Participants at a recent NVC Foundation Training in Stourbridge, UK, demonstrating (l-r) Jackal out, Jackal in, Giraffe in, Giraffe out. A month ago I did an exercise with a group of participants on a training in Stourbridge, UK, famous for its Rudolph Steiner connection and the Camphill Trust. The purpose of the exercise was to get clear about the choices I have when I hear a message. I asked the participants if they were fed up with hearing blame and criticism, and suggested (playfully!) that they need never hear blame and criticism again!
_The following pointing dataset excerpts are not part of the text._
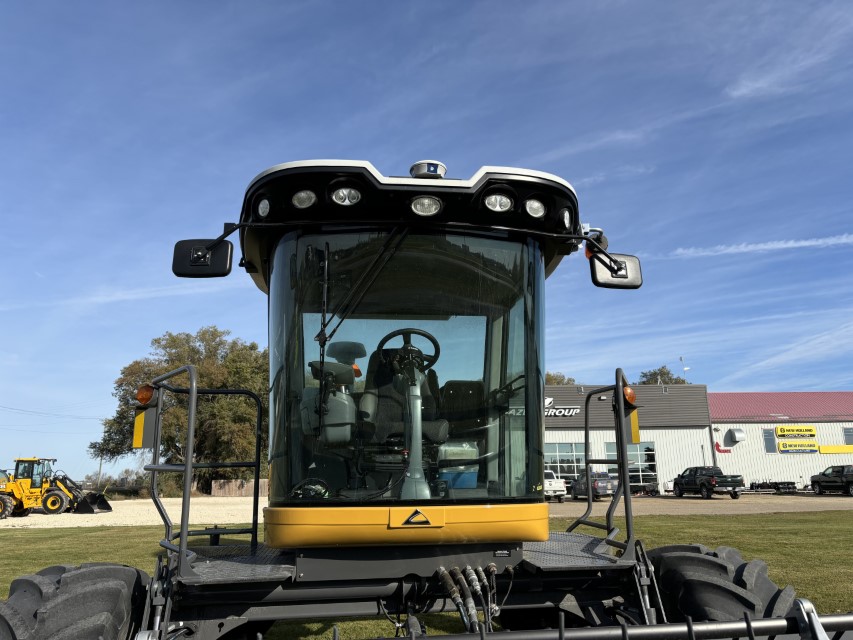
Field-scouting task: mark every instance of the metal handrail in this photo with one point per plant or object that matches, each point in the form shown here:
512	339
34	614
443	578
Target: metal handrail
626	546
187	468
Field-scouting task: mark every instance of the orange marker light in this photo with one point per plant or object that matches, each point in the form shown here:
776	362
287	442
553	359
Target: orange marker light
144	394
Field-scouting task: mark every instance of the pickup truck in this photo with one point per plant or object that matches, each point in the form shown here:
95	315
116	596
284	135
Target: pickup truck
554	487
706	481
835	478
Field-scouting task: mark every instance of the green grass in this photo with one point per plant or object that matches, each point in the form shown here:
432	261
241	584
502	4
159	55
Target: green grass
813	552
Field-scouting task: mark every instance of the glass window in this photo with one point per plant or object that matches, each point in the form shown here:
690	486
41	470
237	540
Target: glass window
642	463
770	441
565	459
426	388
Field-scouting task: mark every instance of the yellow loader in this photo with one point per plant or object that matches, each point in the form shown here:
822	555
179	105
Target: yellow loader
35	485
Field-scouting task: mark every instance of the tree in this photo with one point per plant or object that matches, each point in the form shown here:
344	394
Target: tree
558	378
662	375
225	425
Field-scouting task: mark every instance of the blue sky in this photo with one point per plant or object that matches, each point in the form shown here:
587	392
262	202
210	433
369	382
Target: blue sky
712	140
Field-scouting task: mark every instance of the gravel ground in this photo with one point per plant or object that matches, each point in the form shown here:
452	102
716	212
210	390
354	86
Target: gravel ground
208	510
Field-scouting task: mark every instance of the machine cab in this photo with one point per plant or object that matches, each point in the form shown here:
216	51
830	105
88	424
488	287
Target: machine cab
406	346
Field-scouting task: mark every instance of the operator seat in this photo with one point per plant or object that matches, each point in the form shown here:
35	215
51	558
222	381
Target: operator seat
383	409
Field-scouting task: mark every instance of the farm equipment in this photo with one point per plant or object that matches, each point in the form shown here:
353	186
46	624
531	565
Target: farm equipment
35	485
406	438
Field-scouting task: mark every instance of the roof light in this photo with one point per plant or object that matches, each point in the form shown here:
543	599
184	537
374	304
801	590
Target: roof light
303	199
534	208
498	202
263	208
346	196
426	205
428	169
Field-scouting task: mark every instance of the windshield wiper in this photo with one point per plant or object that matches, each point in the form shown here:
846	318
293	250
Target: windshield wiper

I gave the example of a situation from my life: I arrive for a regular appointment with a friend and he says, "You're late again." Sometimes he doesn't actually say the words, he just looks at me in a certain way and I interpret the look as, "You're late again."

I pointed out that it was important for them to realise that lateness is hereditary in our family. I was born late, and with any luck, I'll die late. Be that as it may, the message I'm hearing is, "You're late again." Through Nonviolent Communication I've come to understand that I have a choice how I hear this message.

There are four ways, two of them more life-serving than the others. (To maximise learning, I suggest you select a message from your own life to go through as I explore my example.)

I put on my 'Jackal ears' facing outwards (my habitual response) and replied to this message in terms of judging and blaming the other person. This sounded like:

Who are you calling late? You should stop being so self-righteous. If you give me a hard time about this I'm going to stop coming.

Then I put on my 'Jackal ears' facing inwards and heard the message in terms of judging and blaming myself. This sounded like this:

He's right. I'm always late for our meetings. I just can't get it right. I'm so inconsiderate – I just don't care about my friends.

So these are two ways of hearing messages with 'Jackal ears' on: 1. hearing them in terms of judging and blaming the other, and 2. hearing them in terms of judging and blaming myself.

Participants at Stourbridge, UK NVC training demonstrating Giraffe and Jackal ears

Then I asked the participants: would you like to live in a different kind of world? A world in which people relate compassionately to each other based on respect for needs? In this kind of world, again there are two ways I might hear a message like "You're late again." First I put on my 'Giraffe ears' facing inwards and hear the message in terms of what is alive in me – what feelings and needs are touched in me when I hear this message. Here's how it sounded:

When I hear you say "You're late again.", I feel, well, disappointed, because I'd like acknowledgement of the effort I made to get here, and understanding that it's important for me to honour agreements.

And as I really got in touch with my feelings and needs in this way, I found that I had space to listen to what is alive for him when he said, "You're late again." Putting my 'Giraffe ears' on facing outwards, I said to him:

Are you exasperated because you'd like respect for your time?

Notice that in NVC I make a guess (ask a question) rather than make a statement. I've found that a question is easier for the other person to hear. I guess what he's feeling and what basic human need isn't being met in the situation. I've found that my guess doesn't have to be 'right' to make a connection. As Marshall Rosenberg says, 'You can't guess 'wrong', only human!' If my guess turns out to be inaccurate, I've found that the other person usually tells me what's really going on. In this case, my friend said:

No, it's not that. We just don't see each other as often as I'd like. When you're late, we spend less time together.

Participants at the Stourbridge, UK training, facilitated by Shantigarbha, May 2009

OK – so I guessed it was about respect, and it turns out that it's about valuing our time together. So I didn't need to guess 'right' to get the understanding and connection I was looking for. And I'm confident that when we connect on
this level, on the level of basic human needs, that it will take only a few minutes to find a solution that we're both happy with. Here's what I came up with:

For the next month, would you like me to ring you, if I think I'm going to be more than fifteen minutes late, and discuss arranging another time to meet?


Then it was the turn of the Stourbridge participants to practise with their own messages!